Perched in front of Buckingham Palace I was privileged to watch history unfold. The 17th IAAF World Championships race walk started a bit differently than before. In addition to the 48 men that toed the line in the 50km, 7 ground-breaking women stepped up as the first women to compete in the longest footrace at the IAAF World Championships. The movement was spearheaded by Erin Taylor-Talcott, through a combination of great performances and legal challenges. Beside her were world record holder Ines Henriques, USA record holder Katie Burnett as well as a strong contingent from China and area champions. I've written quite a bit on their path to the championships; you can read the initial articles here.
The small field is not a reflection of interest, but strict (many say too strict) time standards and only weeks of official notice. That did not deter these seven competitors.
The weather couldn't be more picture perfect. It was cool, low humidity, and the majority of the course started in shade. The women's race was ""run"" simultaneously with the men.
Ines Henriques and Hang Yin passing Buckingham Palace and leading the women right at the start.

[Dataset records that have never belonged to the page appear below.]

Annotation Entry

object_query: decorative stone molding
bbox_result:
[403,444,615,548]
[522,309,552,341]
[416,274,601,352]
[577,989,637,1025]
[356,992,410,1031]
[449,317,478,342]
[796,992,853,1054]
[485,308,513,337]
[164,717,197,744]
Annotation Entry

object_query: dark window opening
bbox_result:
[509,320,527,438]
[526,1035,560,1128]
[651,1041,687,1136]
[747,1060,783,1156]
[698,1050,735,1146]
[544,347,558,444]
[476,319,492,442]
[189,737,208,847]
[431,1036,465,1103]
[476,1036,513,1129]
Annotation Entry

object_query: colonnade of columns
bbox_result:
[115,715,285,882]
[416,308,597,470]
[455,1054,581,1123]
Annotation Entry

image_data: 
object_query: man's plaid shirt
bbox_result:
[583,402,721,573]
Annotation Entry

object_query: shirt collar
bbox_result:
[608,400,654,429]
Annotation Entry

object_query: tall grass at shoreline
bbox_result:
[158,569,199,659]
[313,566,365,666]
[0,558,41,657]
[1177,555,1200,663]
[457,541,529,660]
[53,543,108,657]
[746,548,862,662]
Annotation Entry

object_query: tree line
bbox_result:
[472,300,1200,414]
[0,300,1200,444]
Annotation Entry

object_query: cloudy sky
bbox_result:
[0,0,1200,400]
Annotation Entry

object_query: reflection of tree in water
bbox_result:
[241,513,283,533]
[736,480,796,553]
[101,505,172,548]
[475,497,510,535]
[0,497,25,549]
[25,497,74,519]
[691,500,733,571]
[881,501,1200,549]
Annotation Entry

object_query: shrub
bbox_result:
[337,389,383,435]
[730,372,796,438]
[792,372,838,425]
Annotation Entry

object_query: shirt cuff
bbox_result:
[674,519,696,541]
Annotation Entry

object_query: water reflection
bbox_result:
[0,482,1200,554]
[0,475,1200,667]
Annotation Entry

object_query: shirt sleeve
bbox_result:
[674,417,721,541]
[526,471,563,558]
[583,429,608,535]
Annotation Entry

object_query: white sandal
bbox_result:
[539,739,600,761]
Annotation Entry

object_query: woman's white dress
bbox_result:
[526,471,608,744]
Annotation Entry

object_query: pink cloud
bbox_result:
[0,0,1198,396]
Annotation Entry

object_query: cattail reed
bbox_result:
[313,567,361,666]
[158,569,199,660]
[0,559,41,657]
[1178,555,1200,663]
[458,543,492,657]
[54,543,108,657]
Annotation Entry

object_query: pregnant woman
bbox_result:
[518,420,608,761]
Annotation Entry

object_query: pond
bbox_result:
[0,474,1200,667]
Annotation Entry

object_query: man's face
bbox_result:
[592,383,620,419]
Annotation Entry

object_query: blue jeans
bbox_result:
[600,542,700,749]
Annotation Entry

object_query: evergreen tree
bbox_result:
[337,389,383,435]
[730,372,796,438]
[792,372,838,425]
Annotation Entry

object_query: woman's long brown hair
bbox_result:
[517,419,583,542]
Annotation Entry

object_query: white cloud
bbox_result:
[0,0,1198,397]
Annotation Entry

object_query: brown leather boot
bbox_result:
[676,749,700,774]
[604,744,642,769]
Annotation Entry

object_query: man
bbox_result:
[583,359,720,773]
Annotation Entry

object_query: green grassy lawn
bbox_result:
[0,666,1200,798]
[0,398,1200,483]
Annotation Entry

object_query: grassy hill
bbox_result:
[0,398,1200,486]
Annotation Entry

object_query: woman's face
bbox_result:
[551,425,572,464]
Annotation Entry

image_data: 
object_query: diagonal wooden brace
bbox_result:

Forming the next pack was area champion Nair Da Rosa and Shuqing Yang.
USA's Katie Burnett and Erin Taylor-Talcott were hot in pursuit and not conceeding a medal.
Erin Taylor-Talcott, looking completely legal from my perspective (queue the foreshadowing music in the background).
Completing the field is Susan Randall, walking strong and keeping to her pace.
Our two leaders continues to press, walking comfortably and in control as is usually the case early in a 50km.
Burnett on the other hand, was not content to sit back and moved up with the bronze medal pack.
Henriques and Yin make a garden walk look easy, coming through 5K at 24:43.
Da Rosa, Yang, and Burnett seems content to pace together, coming though 5K at 26:04.